1. Water + Energy + Food
2. Sustainable solutions + information technology
3. Architecture + Emotional Connections
Smart hood architecture is an imagination and overall concept of a sustainable living environment.
Smart Hood Architecture is an imagination of a sustainable building environment. ‘Smart Hood’ refers to a neighborhood or a social building environment with its fundamentals on the self-supporting of one household. One household is, in its ideal shape, able to collect rainwater and produce its own drinking water, energy production, and food production. The social environment exists through the exchange between the households and the different shapes of economic dependencies.
Smart Hood Architecture is an example of a net zero building solution. Its structure and environment have a net-zero carbon footprint regarding energy consumption and greenhouse gas emissions. Smart hood architecture is designed to produce as much energy from renewable sources as it consumes over a specified period, typically a year. The overall energy balance is zero, with the power generated on-site or offset through other means (such as renewable energy credits) equaling the energy consumed.

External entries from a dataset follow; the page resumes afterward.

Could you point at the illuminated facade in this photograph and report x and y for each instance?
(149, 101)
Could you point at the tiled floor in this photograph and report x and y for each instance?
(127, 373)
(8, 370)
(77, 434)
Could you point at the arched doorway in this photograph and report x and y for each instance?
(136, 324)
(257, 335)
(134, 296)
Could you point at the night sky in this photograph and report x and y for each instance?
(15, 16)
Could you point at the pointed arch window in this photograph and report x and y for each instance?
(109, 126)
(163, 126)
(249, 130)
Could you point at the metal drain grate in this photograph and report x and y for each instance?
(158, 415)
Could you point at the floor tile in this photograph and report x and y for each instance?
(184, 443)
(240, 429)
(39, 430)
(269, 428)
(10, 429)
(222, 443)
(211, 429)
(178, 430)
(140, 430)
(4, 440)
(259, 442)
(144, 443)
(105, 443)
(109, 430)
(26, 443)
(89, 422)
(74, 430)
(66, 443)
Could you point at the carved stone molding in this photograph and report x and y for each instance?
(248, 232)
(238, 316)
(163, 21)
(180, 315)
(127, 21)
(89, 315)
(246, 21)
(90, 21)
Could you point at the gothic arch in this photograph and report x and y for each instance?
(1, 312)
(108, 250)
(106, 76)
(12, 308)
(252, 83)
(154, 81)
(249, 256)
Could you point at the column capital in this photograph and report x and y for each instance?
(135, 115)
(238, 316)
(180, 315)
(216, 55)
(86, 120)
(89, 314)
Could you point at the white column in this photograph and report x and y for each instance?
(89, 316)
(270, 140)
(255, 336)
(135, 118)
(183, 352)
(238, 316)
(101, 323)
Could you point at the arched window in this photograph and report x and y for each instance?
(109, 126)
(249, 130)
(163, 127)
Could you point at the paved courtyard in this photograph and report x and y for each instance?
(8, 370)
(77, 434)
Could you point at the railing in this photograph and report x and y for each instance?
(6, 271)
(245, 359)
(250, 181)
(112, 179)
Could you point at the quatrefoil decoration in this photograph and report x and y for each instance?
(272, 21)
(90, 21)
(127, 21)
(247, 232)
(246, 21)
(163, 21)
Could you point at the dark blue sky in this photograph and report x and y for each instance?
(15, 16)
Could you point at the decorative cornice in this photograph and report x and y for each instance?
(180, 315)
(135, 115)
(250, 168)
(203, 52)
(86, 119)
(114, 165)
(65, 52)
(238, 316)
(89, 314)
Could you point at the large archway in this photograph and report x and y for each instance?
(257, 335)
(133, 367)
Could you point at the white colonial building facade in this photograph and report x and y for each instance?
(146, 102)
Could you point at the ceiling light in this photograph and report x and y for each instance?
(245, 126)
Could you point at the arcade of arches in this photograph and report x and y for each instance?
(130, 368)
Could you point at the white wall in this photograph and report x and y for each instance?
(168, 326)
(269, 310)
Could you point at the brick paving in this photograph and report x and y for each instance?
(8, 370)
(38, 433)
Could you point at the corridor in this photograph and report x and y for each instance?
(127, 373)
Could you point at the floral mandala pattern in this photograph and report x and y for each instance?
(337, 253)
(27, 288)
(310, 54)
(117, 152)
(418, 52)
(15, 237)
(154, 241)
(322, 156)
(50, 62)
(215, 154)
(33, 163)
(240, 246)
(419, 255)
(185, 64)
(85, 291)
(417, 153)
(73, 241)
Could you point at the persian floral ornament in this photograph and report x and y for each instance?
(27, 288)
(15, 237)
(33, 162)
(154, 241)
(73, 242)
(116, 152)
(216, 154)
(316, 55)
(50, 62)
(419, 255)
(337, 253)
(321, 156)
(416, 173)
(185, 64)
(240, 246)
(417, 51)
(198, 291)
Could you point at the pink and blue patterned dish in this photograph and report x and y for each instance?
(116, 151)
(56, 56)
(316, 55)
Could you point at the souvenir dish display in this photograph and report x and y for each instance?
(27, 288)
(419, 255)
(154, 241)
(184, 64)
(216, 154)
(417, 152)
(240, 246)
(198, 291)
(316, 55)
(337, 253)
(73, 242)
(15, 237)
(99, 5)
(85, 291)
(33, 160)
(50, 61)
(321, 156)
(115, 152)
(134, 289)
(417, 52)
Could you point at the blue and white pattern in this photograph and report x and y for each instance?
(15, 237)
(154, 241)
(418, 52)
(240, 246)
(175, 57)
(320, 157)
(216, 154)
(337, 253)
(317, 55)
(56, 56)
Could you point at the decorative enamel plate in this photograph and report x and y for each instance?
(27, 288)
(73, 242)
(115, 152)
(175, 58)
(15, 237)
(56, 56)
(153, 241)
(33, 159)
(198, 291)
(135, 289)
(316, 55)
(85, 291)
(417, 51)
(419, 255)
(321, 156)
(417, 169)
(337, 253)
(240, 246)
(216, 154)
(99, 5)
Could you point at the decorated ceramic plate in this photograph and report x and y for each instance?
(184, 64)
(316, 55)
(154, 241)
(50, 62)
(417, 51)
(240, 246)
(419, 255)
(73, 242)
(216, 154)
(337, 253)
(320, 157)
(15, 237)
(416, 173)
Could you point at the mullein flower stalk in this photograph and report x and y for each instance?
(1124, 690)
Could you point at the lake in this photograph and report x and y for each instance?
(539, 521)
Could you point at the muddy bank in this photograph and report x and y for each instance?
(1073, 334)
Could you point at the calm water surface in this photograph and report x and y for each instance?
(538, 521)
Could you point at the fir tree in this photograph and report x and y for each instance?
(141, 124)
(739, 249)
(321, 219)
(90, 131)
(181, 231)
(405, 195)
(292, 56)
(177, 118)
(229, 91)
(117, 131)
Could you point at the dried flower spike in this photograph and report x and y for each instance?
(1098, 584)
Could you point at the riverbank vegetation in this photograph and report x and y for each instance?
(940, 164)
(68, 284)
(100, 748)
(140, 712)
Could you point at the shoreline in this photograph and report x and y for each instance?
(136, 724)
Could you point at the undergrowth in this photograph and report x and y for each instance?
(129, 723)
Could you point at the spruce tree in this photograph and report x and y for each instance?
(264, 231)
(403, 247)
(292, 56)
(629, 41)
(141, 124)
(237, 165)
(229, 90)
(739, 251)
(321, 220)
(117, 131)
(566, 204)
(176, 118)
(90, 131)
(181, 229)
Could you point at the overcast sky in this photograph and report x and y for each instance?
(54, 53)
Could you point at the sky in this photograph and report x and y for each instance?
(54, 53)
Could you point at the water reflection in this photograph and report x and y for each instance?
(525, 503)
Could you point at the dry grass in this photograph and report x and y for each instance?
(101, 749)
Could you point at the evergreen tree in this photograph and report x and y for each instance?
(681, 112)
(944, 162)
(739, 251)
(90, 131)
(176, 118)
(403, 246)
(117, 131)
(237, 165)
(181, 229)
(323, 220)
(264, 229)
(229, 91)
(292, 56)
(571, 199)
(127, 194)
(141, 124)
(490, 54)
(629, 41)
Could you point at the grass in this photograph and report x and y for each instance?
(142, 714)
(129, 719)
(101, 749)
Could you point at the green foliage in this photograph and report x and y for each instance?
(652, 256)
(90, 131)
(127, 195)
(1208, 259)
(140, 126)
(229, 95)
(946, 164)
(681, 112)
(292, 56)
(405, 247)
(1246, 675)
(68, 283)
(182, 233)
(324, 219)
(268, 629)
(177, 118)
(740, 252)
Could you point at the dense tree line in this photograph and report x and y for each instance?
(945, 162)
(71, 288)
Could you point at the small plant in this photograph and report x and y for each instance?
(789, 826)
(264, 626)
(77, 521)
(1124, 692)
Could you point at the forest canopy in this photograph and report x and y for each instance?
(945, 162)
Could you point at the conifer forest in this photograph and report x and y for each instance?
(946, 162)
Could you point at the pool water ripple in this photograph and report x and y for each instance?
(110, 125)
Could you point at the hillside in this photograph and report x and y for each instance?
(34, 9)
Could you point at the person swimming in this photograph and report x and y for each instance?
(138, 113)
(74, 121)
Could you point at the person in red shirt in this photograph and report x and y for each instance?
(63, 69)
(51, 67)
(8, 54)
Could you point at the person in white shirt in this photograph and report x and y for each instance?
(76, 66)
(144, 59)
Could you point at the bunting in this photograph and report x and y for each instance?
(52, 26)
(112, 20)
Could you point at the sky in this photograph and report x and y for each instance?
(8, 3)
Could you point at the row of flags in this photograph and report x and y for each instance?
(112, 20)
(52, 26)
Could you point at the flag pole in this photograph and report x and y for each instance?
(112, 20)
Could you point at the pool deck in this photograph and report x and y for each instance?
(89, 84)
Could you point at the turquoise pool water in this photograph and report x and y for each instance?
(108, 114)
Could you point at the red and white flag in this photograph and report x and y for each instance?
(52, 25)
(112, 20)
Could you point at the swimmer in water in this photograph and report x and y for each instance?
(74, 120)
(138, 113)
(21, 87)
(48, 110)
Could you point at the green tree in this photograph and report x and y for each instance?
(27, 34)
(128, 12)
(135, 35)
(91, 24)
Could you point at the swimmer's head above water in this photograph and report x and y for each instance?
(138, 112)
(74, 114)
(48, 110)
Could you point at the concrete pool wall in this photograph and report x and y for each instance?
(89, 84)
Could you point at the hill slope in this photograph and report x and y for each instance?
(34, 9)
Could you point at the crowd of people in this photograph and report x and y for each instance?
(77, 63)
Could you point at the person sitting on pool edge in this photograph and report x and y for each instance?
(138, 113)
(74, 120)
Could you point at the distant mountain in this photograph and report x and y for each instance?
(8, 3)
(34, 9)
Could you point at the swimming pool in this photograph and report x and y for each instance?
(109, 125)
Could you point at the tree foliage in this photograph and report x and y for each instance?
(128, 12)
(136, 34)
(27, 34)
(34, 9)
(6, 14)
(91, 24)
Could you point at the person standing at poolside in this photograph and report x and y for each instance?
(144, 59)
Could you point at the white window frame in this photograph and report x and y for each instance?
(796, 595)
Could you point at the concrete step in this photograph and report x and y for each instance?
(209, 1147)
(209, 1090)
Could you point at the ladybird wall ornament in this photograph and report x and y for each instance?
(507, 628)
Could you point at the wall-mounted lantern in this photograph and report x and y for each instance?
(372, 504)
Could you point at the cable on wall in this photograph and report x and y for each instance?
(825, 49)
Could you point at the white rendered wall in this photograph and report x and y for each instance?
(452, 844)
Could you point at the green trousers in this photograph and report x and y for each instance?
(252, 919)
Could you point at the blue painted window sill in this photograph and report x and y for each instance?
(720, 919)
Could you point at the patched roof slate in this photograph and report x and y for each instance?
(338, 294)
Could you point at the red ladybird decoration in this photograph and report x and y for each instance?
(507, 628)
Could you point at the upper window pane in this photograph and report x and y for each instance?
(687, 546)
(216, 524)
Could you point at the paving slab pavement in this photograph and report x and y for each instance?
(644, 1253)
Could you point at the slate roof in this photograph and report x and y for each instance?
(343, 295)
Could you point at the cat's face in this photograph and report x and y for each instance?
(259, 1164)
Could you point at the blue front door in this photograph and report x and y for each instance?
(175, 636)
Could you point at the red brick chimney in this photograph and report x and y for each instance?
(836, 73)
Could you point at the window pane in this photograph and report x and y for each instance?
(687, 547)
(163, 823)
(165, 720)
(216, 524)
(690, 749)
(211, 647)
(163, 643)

Smart Hood Architecture reduce the environmental impact of the built environment and contribute to the fight against climate change. It has a holistic approach that considers energy and other environmental factors, such as water and materials, to create environmentally responsible and efficient structures.
Key features:
- Energy efficiency through insulation and other technologies to minimize energy consumption.
- Structures incorporate renewable energy sources such as solar panels, wind turbines, or geothermal systems to generate the energy needed.
- Passive design principles, such as household and community building orientation, natural daylighting, and natural ventilation, are employed to reduce the need for mechanical systems.
- Advanced energy monitoring and management systems to track energy usage and make real-time adjustments.
- Sustainable and environmentally friendly building materials to minimize the structure's embodied energy and carbon footprint.
- Smart hood architecture represents the entire building lifecycle, including construction, operation, and eventual deconstruction or recycling.
- Water Efficiency: Water-saving is integrated into the design, including low-flow fixtures and rainwater harvesting.
- Architecture is shaping the energy of emotional connection. Easy and pleasure adaptation to technical and informational solutions.